By Arusha Gordon
Last month marked the 50th anniversary of Bloody Sunday, commemorating the marches in Selma that led to the passage of the Voting Rights Act. The fight for the Voting Rights Act was in large part successful because the atrocities of Bloody Sunday were caught on camera and broadcast around the world. Images of tear gas, horses, and screams of peaceful protestors streamed into living rooms, disrupting a complacent white America, and spurring political leaders to action. And while social media today provides unsurpassed opportunities to shed light on race-based atrocities – whether they be the over-militarization of police in Ferguson or the beating of a UVA college student for using a fake ID to get into a bar – the media cannot capture the many unconscious forms of bias people of color are subjected to daily.
The study of unconscious, or implicit, bias has grown in recent years. This research shows that unconscious bias subjects non-whites to significant adverse effects in vital aspects of everyday life:
- In employment, research shows that job applicants with Black sounding names may be up to 50 percent less likely to receive an offer for an interview as an applicant with the exact same resume but with a White sounding name.

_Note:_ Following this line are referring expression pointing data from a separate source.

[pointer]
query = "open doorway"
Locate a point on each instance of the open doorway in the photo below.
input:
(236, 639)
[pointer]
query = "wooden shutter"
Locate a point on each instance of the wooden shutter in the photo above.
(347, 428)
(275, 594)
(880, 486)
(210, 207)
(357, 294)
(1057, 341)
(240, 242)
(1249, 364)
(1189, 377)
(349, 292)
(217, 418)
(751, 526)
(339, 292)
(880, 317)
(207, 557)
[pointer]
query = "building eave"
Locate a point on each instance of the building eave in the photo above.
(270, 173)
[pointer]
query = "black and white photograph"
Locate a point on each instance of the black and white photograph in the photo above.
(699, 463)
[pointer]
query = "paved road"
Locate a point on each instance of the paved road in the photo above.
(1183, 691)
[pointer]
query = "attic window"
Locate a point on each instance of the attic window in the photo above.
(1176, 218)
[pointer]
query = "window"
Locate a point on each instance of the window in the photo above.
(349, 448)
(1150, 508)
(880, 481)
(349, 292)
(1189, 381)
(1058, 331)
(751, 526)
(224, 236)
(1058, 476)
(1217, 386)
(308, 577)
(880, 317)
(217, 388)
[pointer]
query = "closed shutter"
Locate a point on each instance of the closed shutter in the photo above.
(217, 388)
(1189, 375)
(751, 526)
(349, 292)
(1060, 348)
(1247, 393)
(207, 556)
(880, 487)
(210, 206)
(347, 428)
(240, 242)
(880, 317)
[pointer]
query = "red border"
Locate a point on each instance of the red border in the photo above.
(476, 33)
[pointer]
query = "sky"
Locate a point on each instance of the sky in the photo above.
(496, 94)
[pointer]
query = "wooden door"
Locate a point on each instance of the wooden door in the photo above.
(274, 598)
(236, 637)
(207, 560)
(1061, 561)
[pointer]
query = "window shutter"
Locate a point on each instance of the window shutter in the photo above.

- In criminal justice, researchers have found that Black defendants with lighter skin tones receive more lenient sentences and serve less time than Black defendants with darker skin tones.
- In education, research shows that professors are more likely to respond to email requests to meet with a student when sent from a white student than a non-white student.
- In health, researchers have found that, even when explicitly trying to treat all patients equally, doctors were less likely to recommend thrombolytic drugs for black cardiology patients than for white cardiology patients.
Unlike the atrocities of Bloody Sunday, these everyday incidents of unconscious bias are typically not captured on camera. Thus, the challenge for today’s civil rights advocates is to identify new legal and policy strategies for dealing with the effects of unconscious bias.
Already, academics and practitioners have started the process of exploring ways to move courts to recognize implicit bias. Professor David Oppenheimer has suggested adopting a torts’ theory of negligence to encourage employers to change employment practices, which may be impacted by implicit bias. Other academics and practitioners have explored the role of expert testimony on implicit bias in discrimination cases. And still others have argued that judicial models in antidiscrimination law should be revisited so as to “remain continuous with progress in psychological science,” including research on implicit bias.
Although courts may reject evidence regarding implicit bias and unconscious reliance on stereotypes as inadmissible on grounds of relevancy, fit, and precision, this should not dissuade advocates. There is a sound basis in the rules and case law for including evidence of unconscious bias in virtually every discussion of racial discrimination. And, given its pervasive impact and devastating effect, there is every reason to press the argument vigorously.